Michael Burry Shorts Chip Stocks, Opens New Microsoft Position
The man who predicted the 2008 financial crisis is making bold moves again — and this time, his target is the AI chip trade.
Michael Burry's Scion Asset Management has revealed a new short position against SOXX, the iShares Semiconductor ETF that tracks major chipmakers including NVIDIA, AMD, and TSMC. Simultaneously, he's opened a fresh long position in Microsoft.
The thesis is striking: Burry appears to believe the AI hardware boom has peaked. Companies have spent hundreds of billions building GPU infrastructure, but the real question is whether revenue will ever catch up to the investment. Sound familiar? It's the same pattern he spotted in housing.
Meanwhile, his Microsoft bet signals confidence in companies that monetize AI through software and platforms rather than selling the picks and shovels. With Azure's AI services, Copilot integration across Office, and the OpenAI partnership, Microsoft arguably has the most diversified AI revenue stream in tech.
The timing is notable.
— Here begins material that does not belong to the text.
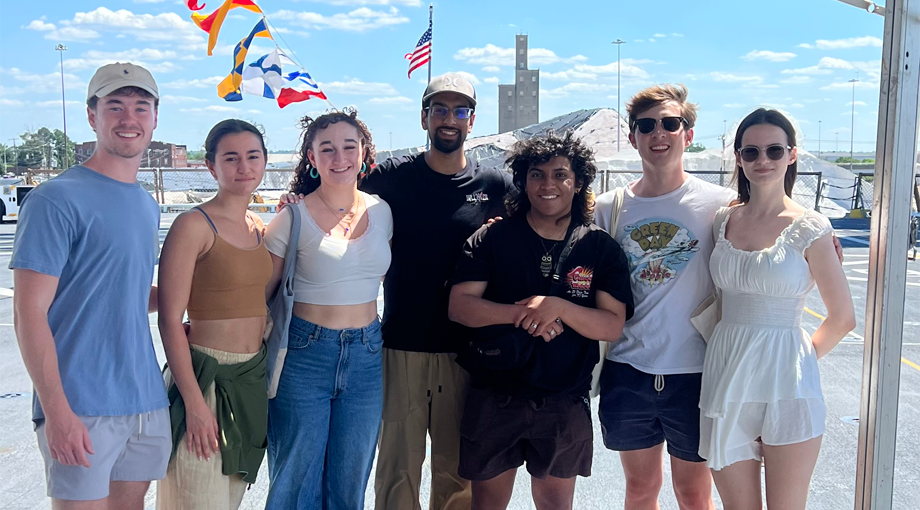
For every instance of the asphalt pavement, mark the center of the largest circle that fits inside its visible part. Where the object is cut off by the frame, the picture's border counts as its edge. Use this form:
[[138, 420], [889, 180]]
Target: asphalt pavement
[[22, 482]]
Semiconductor stocks have surged on AI enthusiasm, pushing valuations to levels that many analysts consider stretched. If enterprise AI spending plateaus — or even just grows slower than expected — chipmakers could face a painful correction while software platforms continue collecting recurring revenue.
Burry's track record isn't perfect, but when the man who shorted the housing market starts shorting chips and buying software, it's worth paying attention. The AI gold rush may be entering its next phase — one where the winners aren't the ones selling GPUs, but the ones building the applications on top of them.